The assessment indicates that the Army’s current vocabulary, including terms such as computer network operations (CNO), electronic warfare (EW), and information operations (IO) will become increasingly inadequate. To address these challenges, there are three interrelated dimensions of full spectrum operations (FSO), each with its own set of causal logic, and requiring focused development of solutions:
• The first dimension is the psychological contest of wills against implacable foes, warring factions, criminal groups, and potential adversaries.
• The second dimension is strategic engagement, which involves keeping friends at home, gaining allies abroad, and generating support or empathy for the mission.
• The third dimension is the cyber-electromagnetic contest, which involves gaining, maintaining, and exploiting a technological advantage.The first and second dimensions focus on how commanders and staffs orchestrate and leverage information power to achieve their missions.
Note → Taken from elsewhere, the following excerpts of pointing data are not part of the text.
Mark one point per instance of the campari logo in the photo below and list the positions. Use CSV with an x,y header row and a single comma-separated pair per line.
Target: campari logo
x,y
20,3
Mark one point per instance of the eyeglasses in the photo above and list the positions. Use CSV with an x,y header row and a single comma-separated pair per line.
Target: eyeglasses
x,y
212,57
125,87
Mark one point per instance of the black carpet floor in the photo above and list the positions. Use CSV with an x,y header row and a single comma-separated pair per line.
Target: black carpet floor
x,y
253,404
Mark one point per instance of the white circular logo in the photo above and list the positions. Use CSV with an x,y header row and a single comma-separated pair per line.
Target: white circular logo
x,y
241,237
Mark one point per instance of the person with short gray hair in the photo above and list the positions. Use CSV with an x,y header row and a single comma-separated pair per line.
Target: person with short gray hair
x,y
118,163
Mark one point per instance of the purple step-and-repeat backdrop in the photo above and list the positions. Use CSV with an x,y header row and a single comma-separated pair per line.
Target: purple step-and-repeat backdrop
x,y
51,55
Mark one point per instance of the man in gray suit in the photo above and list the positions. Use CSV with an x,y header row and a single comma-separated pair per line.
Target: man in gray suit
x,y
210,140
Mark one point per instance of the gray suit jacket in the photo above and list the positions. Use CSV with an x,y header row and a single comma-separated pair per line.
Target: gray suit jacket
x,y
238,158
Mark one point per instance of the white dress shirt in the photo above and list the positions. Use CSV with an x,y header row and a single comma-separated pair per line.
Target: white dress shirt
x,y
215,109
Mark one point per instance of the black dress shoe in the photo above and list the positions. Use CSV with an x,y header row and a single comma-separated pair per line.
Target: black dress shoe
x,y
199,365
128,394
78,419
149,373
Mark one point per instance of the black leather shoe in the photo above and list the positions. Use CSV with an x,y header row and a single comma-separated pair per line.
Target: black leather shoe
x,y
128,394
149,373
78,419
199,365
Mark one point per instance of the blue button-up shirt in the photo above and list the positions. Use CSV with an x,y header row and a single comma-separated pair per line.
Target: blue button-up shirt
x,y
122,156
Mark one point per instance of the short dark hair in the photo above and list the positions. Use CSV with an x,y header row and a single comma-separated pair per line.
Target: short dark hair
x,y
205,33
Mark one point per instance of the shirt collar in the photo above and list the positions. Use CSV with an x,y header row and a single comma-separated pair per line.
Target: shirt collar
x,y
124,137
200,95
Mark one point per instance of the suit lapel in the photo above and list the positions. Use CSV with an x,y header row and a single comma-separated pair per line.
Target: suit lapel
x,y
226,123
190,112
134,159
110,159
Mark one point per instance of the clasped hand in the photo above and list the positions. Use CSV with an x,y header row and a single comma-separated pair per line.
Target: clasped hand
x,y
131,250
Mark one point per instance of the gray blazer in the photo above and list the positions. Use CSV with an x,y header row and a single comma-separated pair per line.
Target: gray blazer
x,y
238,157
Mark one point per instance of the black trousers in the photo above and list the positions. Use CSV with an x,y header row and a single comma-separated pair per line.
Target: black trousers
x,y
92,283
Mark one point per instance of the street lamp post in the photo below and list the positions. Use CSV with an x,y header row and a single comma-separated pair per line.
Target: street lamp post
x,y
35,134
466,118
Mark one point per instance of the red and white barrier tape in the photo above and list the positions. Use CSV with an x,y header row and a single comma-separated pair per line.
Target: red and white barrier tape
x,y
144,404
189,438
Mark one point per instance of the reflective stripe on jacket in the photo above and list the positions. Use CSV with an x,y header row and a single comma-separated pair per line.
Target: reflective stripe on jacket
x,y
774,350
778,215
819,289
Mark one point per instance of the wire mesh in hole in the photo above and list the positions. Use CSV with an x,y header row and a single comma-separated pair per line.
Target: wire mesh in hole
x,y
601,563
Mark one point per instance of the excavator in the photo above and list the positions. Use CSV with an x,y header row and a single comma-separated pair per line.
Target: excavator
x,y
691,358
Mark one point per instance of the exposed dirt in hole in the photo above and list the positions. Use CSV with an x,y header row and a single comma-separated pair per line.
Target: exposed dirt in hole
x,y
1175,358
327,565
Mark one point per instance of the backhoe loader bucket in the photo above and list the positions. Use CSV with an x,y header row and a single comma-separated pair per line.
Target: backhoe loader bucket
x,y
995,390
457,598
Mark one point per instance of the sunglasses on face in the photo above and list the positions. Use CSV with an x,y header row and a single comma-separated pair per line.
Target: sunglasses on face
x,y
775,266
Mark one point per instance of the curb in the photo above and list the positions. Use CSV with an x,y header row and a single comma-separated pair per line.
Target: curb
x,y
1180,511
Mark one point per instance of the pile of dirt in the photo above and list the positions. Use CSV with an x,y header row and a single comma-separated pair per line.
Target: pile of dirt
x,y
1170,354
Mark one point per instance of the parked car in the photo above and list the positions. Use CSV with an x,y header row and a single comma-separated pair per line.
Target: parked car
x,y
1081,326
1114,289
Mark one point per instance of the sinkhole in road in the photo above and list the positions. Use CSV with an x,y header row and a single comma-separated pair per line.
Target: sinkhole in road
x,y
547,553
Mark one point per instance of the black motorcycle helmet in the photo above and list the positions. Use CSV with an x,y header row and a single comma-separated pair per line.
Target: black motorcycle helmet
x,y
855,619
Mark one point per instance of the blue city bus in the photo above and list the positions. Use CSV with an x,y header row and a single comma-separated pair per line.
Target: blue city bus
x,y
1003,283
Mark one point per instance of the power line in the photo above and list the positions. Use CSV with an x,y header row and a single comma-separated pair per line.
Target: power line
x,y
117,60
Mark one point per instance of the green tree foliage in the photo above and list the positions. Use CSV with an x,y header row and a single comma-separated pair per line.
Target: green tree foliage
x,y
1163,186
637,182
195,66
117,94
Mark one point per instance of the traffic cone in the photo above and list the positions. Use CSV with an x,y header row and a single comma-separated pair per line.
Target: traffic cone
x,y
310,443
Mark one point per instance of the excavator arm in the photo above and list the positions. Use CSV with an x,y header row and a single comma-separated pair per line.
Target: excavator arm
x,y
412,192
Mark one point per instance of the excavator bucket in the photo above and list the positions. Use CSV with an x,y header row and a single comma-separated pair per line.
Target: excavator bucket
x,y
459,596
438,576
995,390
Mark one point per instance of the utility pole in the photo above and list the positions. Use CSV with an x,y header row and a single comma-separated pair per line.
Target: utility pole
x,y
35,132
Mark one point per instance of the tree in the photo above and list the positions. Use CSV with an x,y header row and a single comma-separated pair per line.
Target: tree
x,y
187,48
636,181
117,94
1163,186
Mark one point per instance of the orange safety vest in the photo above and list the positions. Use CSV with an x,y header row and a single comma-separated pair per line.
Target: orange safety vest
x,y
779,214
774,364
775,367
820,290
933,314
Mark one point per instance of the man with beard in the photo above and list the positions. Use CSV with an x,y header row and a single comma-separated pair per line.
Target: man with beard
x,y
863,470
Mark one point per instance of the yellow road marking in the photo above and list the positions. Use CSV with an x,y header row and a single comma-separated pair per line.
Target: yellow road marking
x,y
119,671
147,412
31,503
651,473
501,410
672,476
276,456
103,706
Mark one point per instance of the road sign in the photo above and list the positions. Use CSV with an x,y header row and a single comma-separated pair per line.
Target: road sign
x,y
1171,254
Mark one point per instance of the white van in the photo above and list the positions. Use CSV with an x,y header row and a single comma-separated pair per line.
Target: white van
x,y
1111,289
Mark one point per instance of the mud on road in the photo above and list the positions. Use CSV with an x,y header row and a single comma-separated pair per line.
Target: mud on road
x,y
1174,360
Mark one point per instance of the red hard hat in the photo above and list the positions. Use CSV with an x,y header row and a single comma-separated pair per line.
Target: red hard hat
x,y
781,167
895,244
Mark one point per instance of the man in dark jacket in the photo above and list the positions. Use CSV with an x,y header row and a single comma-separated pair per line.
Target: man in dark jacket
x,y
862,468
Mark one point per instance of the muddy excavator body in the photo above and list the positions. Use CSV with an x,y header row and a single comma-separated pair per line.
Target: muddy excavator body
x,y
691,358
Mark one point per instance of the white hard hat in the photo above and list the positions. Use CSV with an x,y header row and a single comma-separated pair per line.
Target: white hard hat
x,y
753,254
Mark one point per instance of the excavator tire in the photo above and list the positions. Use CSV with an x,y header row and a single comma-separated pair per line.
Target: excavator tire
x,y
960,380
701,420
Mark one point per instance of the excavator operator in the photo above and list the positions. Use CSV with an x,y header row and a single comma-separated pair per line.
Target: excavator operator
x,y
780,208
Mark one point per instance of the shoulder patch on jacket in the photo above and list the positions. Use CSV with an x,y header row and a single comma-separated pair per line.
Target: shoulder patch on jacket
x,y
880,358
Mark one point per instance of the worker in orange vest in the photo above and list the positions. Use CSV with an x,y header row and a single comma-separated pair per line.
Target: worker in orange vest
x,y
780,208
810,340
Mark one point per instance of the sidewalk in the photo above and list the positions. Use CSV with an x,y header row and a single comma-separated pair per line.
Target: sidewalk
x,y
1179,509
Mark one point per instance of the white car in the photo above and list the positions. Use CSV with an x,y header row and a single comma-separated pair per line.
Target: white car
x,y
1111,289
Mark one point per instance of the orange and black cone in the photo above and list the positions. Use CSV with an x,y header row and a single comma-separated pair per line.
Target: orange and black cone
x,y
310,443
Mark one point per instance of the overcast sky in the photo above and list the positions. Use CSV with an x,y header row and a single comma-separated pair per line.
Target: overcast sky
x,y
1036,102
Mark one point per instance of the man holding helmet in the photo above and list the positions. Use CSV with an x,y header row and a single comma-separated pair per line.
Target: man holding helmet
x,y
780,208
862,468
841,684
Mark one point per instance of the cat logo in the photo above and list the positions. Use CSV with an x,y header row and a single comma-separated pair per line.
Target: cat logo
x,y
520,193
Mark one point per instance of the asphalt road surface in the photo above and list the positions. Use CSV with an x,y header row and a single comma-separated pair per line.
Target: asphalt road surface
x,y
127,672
The third dimension focuses on gaining and maintaining an advantage in the converging mediums of cyberspace and the electromagnetic spectrum (EMS). The Army’s construct of gaining advantage, protecting that advantage, and placing adversaries at a disadvantage is well nested within these dimensions; and contributes to the outcomes that must be achieved by unified action at the tactical, operational, and strategic levels. Current operations reinforce our conviction that concepts and capabilities are needed for each of these dimensions.
IO encompasses all three of these dimensions, but is increasingly an overburdened term which refers to any use of information. CNO and EW by themselves are insufficient to describe the full scope of the cyber-electromagnetic contest. To this end, we are undertaking a comprehensive campaign to describe fully each dimension. The first two dimensions (the contest of wills and strategic engagement), will be addressed in a forthcoming, separate concept capability plan, and followed by a capability based assessment.